Further proof that David G. Smith is a man you want in your corner: A portion of all proceeds from this record will be donated to St. Jude Children’s Hospital and Boys Town.
--Giselle Force Reviews - Eclat de Femme
By his own admission, DAVID G SMITH is first and foremost, a songwriter. He’s spent many successful years in Nashville “plugging” his songs and has several cuts to his credit--defined as songs recorded by other artists. His songs have been used on Fox Network’s “Saving Grace” and the Travel Channel’s “Rissi Palmer’s Country”. In 2008 he took First Place honors in the International Song Contest, country category. He plays regularly at the world famous songwriter club, The Bluebird Café in Nashville.
In late 2009, SMITH attended a songwriter retreat held in Costa Rica.
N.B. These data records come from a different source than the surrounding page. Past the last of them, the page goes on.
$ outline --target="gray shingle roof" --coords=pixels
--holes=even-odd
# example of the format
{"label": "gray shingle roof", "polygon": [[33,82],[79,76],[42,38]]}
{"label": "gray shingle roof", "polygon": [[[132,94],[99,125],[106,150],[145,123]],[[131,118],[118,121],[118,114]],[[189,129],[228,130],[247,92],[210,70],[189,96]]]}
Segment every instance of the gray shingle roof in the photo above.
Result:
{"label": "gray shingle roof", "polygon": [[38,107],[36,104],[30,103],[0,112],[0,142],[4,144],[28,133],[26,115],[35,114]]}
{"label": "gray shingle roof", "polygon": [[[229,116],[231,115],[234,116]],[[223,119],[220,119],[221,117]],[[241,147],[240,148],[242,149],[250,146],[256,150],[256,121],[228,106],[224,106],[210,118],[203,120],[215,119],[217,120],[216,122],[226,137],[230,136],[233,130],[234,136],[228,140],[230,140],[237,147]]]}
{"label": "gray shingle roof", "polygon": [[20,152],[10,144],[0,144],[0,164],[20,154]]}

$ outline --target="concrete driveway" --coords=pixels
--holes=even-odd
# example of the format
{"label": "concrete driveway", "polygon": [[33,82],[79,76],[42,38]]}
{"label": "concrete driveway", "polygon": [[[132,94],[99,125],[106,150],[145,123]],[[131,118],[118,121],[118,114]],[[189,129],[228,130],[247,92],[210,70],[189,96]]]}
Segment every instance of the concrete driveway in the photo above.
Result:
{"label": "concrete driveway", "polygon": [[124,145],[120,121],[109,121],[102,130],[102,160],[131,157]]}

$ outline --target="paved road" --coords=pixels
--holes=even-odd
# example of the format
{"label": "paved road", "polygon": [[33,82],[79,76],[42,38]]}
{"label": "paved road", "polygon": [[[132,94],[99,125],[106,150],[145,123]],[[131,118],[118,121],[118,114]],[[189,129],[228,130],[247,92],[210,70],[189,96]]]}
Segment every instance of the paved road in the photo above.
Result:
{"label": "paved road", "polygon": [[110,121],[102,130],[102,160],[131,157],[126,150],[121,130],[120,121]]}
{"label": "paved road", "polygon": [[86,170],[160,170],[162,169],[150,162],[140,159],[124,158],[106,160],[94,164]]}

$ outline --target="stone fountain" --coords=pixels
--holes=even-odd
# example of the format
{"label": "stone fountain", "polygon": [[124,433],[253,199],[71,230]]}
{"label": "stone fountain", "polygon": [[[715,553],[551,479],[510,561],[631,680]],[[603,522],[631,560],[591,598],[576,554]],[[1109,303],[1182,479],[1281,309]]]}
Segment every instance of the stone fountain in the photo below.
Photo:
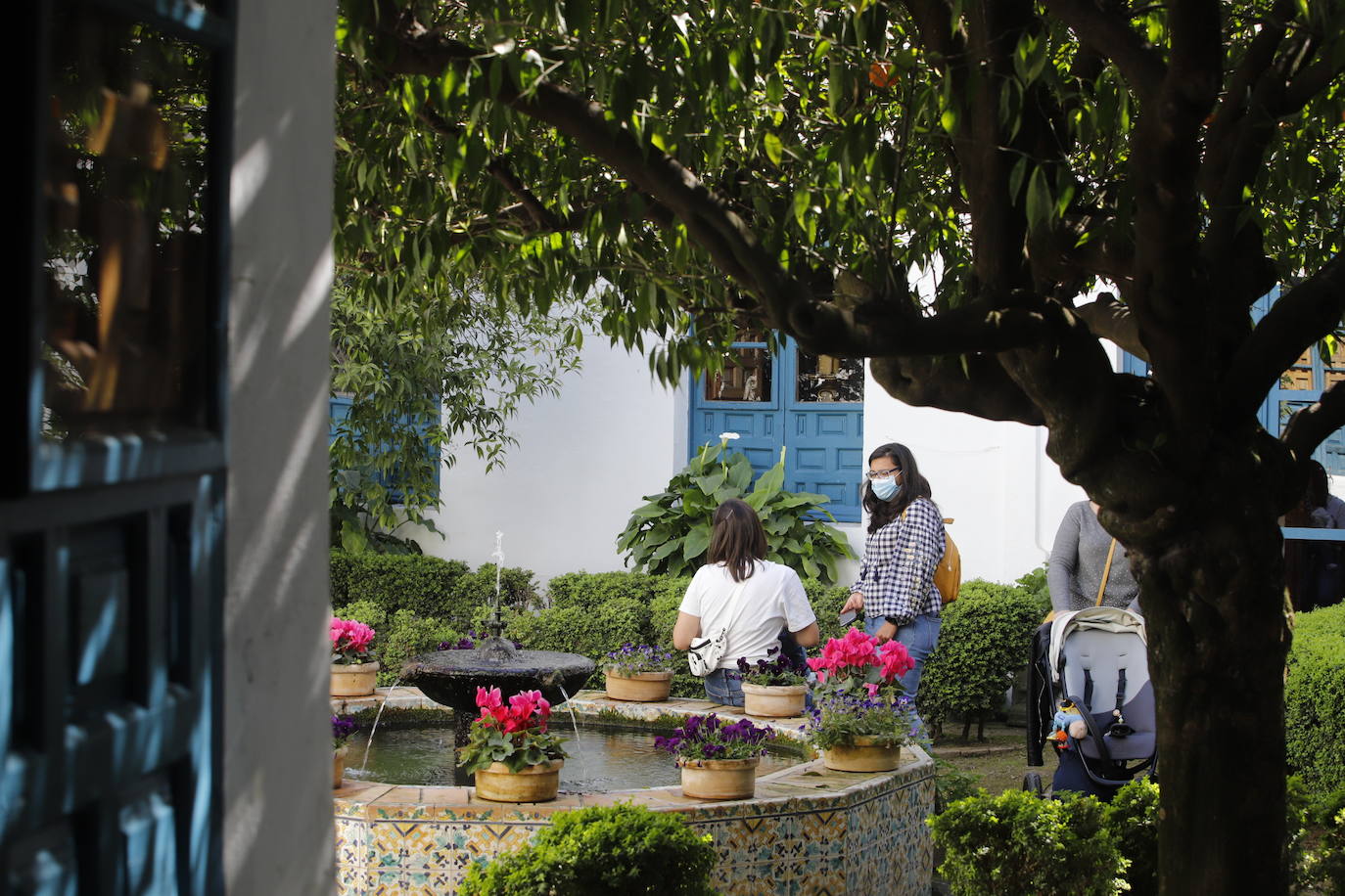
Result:
{"label": "stone fountain", "polygon": [[[401,680],[453,711],[453,740],[467,743],[476,717],[476,689],[499,688],[504,697],[519,690],[541,690],[553,704],[569,700],[590,674],[593,661],[577,653],[519,650],[503,637],[500,619],[500,570],[504,567],[504,535],[495,533],[495,600],[486,623],[490,637],[471,650],[437,650],[412,657],[402,665]],[[456,774],[456,772],[455,772]],[[469,783],[460,779],[457,783]]]}

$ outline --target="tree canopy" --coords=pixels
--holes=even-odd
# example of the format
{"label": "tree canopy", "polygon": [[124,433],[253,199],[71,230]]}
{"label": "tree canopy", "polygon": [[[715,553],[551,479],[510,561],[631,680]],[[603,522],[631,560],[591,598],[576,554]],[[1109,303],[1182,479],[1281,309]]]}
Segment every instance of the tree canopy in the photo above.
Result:
{"label": "tree canopy", "polygon": [[[666,379],[764,324],[1045,424],[1142,582],[1165,887],[1282,889],[1283,782],[1228,791],[1282,775],[1275,517],[1345,422],[1341,384],[1256,419],[1345,309],[1345,0],[347,0],[338,48],[399,122],[347,137],[382,197],[342,239],[389,296],[592,293]],[[1184,750],[1216,724],[1243,764]]]}

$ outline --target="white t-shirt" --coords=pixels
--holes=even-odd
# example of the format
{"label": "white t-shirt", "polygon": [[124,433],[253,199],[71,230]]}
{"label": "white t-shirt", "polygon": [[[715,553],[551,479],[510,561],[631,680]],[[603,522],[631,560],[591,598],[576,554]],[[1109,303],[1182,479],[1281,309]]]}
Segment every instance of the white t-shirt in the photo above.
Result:
{"label": "white t-shirt", "polygon": [[722,564],[707,564],[695,571],[682,598],[682,613],[701,619],[702,638],[729,626],[721,669],[737,669],[738,657],[765,660],[767,650],[779,646],[780,629],[799,631],[818,621],[799,574],[787,566],[757,560],[741,583],[742,594],[729,606],[738,584]]}

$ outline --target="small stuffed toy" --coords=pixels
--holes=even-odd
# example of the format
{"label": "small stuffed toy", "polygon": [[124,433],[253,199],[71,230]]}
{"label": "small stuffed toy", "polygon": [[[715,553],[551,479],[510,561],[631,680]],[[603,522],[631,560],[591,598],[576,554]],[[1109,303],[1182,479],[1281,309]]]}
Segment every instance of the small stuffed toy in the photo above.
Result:
{"label": "small stuffed toy", "polygon": [[1081,740],[1088,736],[1088,724],[1084,721],[1083,716],[1079,713],[1077,707],[1068,700],[1060,704],[1060,709],[1052,720],[1052,731],[1049,735],[1050,740],[1056,742],[1056,746],[1061,750],[1069,748],[1069,739]]}

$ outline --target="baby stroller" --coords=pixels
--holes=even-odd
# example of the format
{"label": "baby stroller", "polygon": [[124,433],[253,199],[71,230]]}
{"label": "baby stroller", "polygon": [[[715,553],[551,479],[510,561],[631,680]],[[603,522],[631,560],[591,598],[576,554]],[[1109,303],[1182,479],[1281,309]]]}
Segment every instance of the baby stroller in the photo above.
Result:
{"label": "baby stroller", "polygon": [[[1052,744],[1052,793],[1110,801],[1157,762],[1154,686],[1145,621],[1118,607],[1061,613],[1033,637],[1028,676],[1028,764]],[[1041,793],[1041,775],[1024,787]]]}

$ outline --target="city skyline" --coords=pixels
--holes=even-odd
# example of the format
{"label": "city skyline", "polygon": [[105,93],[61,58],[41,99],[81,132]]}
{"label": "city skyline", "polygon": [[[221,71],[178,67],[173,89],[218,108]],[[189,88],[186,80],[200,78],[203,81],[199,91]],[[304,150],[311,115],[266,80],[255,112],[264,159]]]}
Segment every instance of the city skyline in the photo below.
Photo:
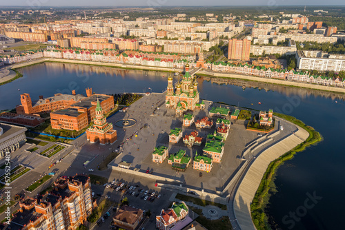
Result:
{"label": "city skyline", "polygon": [[226,1],[224,0],[217,0],[210,2],[206,0],[201,1],[189,1],[186,2],[181,0],[177,0],[173,2],[168,1],[167,0],[135,0],[131,1],[130,3],[127,1],[112,2],[110,0],[100,0],[97,2],[90,0],[86,0],[76,3],[75,1],[70,1],[67,0],[61,0],[58,2],[53,2],[47,0],[14,0],[10,2],[1,3],[1,6],[34,6],[34,7],[49,7],[49,6],[78,6],[78,7],[87,7],[87,6],[99,6],[99,7],[161,7],[161,6],[267,6],[268,8],[274,8],[278,6],[344,6],[343,2],[340,0],[333,0],[328,2],[328,5],[324,5],[324,1],[317,0],[310,3],[308,1],[289,1],[288,2],[285,0],[273,0],[273,1],[254,1],[247,0],[245,2],[237,1]]}

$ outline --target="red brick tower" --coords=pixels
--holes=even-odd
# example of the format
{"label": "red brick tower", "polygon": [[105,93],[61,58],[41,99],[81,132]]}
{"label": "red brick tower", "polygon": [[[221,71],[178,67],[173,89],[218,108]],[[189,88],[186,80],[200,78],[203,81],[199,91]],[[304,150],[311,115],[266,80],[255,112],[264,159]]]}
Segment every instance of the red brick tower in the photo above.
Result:
{"label": "red brick tower", "polygon": [[92,88],[86,88],[86,96],[89,97],[91,95],[92,95]]}
{"label": "red brick tower", "polygon": [[21,103],[25,114],[30,114],[32,113],[32,101],[29,94],[21,94]]}

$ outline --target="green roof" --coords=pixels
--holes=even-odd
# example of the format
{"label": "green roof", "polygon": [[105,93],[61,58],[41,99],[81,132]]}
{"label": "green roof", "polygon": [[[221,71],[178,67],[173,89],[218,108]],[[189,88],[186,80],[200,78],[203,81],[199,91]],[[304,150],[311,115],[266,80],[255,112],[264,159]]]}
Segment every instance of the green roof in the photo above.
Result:
{"label": "green roof", "polygon": [[212,158],[209,158],[209,157],[207,157],[207,156],[196,156],[195,158],[194,158],[194,161],[196,161],[196,162],[200,162],[201,160],[204,160],[204,163],[205,164],[208,164],[208,165],[210,165],[212,164],[212,161],[213,160],[212,160]]}
{"label": "green roof", "polygon": [[96,111],[100,112],[102,111],[102,107],[101,107],[101,103],[99,103],[99,100],[97,98],[97,105],[96,106]]}
{"label": "green roof", "polygon": [[206,136],[207,140],[215,140],[219,141],[223,140],[223,137],[221,136],[217,135],[217,132],[215,130],[214,134],[210,134]]}
{"label": "green roof", "polygon": [[187,120],[190,121],[193,119],[193,117],[194,117],[194,116],[193,114],[184,114],[184,120],[187,119]]}
{"label": "green roof", "polygon": [[224,143],[220,142],[219,140],[208,140],[204,148],[204,151],[212,151],[220,154],[221,150],[223,150],[223,147],[224,146]]}
{"label": "green roof", "polygon": [[233,111],[233,112],[231,113],[231,116],[238,116],[238,114],[239,114],[239,109],[235,109],[235,111]]}
{"label": "green roof", "polygon": [[217,114],[219,113],[221,115],[227,116],[230,112],[230,109],[228,108],[224,108],[221,107],[213,107],[211,110],[210,110],[210,113]]}
{"label": "green roof", "polygon": [[159,156],[161,156],[164,154],[164,151],[167,149],[168,149],[168,147],[166,147],[165,146],[159,146],[158,147],[155,148],[155,150],[153,151],[153,152],[152,154],[154,155],[158,154]]}
{"label": "green roof", "polygon": [[230,125],[230,121],[227,119],[222,119],[222,118],[217,118],[216,123],[217,124],[220,124],[221,123],[224,123],[226,125]]}
{"label": "green roof", "polygon": [[179,134],[181,132],[181,129],[175,128],[174,129],[170,130],[170,133],[169,136],[170,136],[170,135],[179,136]]}

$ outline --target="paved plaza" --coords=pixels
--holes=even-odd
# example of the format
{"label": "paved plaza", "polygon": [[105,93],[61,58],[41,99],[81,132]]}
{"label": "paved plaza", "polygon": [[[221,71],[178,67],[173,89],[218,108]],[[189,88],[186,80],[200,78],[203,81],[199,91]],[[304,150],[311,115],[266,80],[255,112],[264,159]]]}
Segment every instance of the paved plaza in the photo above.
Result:
{"label": "paved plaza", "polygon": [[[197,129],[199,132],[199,136],[206,138],[207,134],[214,132],[215,124],[211,129],[197,129],[195,124],[190,127],[184,127],[182,126],[182,118],[175,116],[173,109],[166,109],[164,107],[164,94],[145,96],[130,105],[126,113],[119,112],[108,119],[108,122],[112,122],[113,124],[124,117],[137,121],[137,124],[129,128],[121,129],[115,127],[118,135],[118,140],[115,145],[121,145],[123,151],[110,165],[117,166],[121,162],[130,163],[131,169],[138,168],[140,172],[146,172],[148,169],[152,170],[155,175],[181,180],[184,182],[184,186],[190,188],[204,189],[208,192],[222,191],[224,185],[231,180],[244,163],[244,161],[237,158],[242,157],[244,149],[248,144],[259,138],[257,133],[246,130],[246,123],[244,123],[244,121],[233,120],[229,135],[224,141],[224,154],[221,163],[214,163],[209,173],[202,171],[202,177],[199,176],[199,171],[193,169],[192,164],[185,171],[177,171],[172,169],[171,165],[168,164],[167,159],[162,164],[153,163],[151,154],[154,148],[159,145],[166,146],[169,156],[182,149],[186,150],[187,156],[194,158],[197,151],[199,154],[202,154],[206,140],[204,139],[201,145],[199,147],[186,145],[183,143],[182,140],[176,144],[170,143],[168,137],[170,130],[175,127],[181,128],[184,136]],[[205,109],[194,112],[195,120],[205,116],[209,116],[210,108],[219,106],[212,102],[206,101],[205,104]],[[231,110],[234,109],[232,107],[228,107]],[[213,120],[215,123],[215,118]],[[279,120],[277,119],[275,130],[279,127]],[[145,124],[147,124],[147,127],[143,128]],[[291,130],[289,129],[290,125],[287,123],[284,125],[286,128],[277,136],[277,140],[291,133]],[[135,136],[136,134],[137,136]],[[246,158],[249,158],[253,156],[253,155],[246,156]]]}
Long story short: he was strongly encouraged to record his own material by the likes of retreat instructors and industry heavies, Darrel Scott, Beth Nielsen Chapman, and Mary Gauthier.
A few months later, with the help of friends and producers, Miles Wilkinson and Buddy Mondlock, SMITH finished up his first full-length album titled “Non-Fiction” at Bolton Farms Studio in Nashville. The album features a contribution of talent from a who’s who list of new faces artists--Melissa Greener, Mike Willis--to legendary artists---Kenny Malone, Bryn Davies, Jelly Roll Johnson, Verlon Thompson, Jonell Mosser, Suzi Ragdale, and Dan Dugmore; with special guest appearance by the incomparable Mary Gauthier.
Of the 13 songs on this project 10 were written solo by SMITH. He got an assist on 3 songs with Nashville long-time friends & writers, Jesse McRae, Lori Shropshire, Deanna Walker, and Barry Dean. SMITH says he is “thrilled” with how this project turned out. He further advises that in a town like Nashville outstanding songs are the norm and not the exception---and session players know the difference. “If a song is average they will simply and nicely thank you for the work and be on their way.” He recounts that during his Non-Fiction sessions, as legendary drummer/percussionist Kenny Malone was preparing to lay down tracks for the 7th song on this CD called “In Here” he was reading the lyric and commented over the isolation booth mic, “This is a great song”. Jonell Mosser lent her considerable singing talent to two songs “Her Body Won’t Lie” and “The Edge”. SMITH recounts that when she finished recording she gave him a hug and told him, “These are great songs”. Shortly after the record was pressed, he recounts observing a young lady reading the lyric to “In This Cage” who began crying and told him on the spot, “Dammit! You made me cry”. SMITH says this was before she even heard the song and that he took her reaction as a compliment of the highest order.
And then there are the kids. Printed on the CD jacket is a commitment to contribute a portion of sales to two long time favorite organizations of the artist and his wife: St. Jude Children’s Hospital and Boys Town.